Tuesday, February 16, 2016

Book Review: On the Advantage and Disadvantage of History for Life by F. Nietzsche

On the Advantage and Disadvantage of History for Life by Friedrich Nietzsche, translated by Peter Preuss

Friedrich Nietzsche's early work on the value of studying history balances between a pure, theoretical understanding and the then-contemporary understanding of history. When this was published in 1874, Germany was proud of its historical understanding of itself and the thorough education it provided to the general populace. According to Nietzsche, the predominant theory was Hegel's dialectic, where the World Spirit moves humanity through many stages of conflict, gradually improving human welfare to a culmination. Many considered late 1800s Germany to be the pinnacle of human development, an assessment Nietzsche did not share. So he spends the last half of this essay analyzing and debunking the importance of historical education to German society. He has a rather blistering attack on Hegel and people who follow his theories.

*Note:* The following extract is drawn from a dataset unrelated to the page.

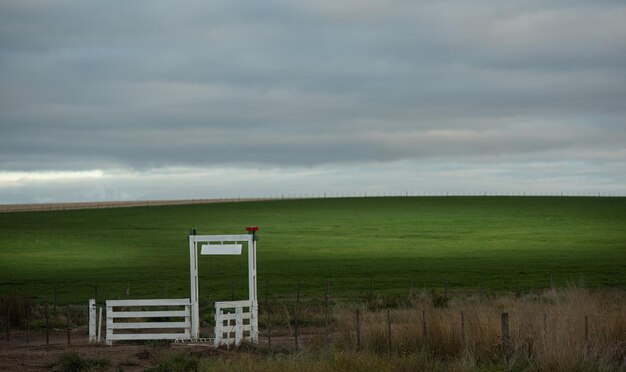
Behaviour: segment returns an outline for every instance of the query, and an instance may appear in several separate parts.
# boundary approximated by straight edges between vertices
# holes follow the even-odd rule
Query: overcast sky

The earlier part of the essay is more theoretical, discussing how history can impact the way people live. He develops a tension between living historically and living unhistorically. Those who live purely with a historical understanding can gain benefits by seeing past figures as role models and past situations as successes or failures to be imitated or avoided. The problem is that a purely historical understanding eliminates the possibility of original thinking and creative actions. Many people look back to ancient Greece as a model of rational thought and activity, though clearly the Greeks didn't look for such role models in their history. So living historically is a two-edged sword. Living unhistorically allows one to forget the past and have that originality and creativity that is necessary for life to advance and improve, though such activities require a great deal of personal fortitude. This is also a two-edged sword.

Then he goes into how the current age is all about following the Hegelian dialectic and being satisfied with the status quo that rather than moving forward to greater things. His argument is entertainingly written but has less relevance today than it did in his time. The first half of the essay is more valuable and interesting now though it is less colorfully written.

This book was on my shelf of "books to be read and then kept or gotten rid of." While it does have some merits, I can't see myself rereading it ever nor do I see myself loaning it out to anyone. So it's going in the donation box.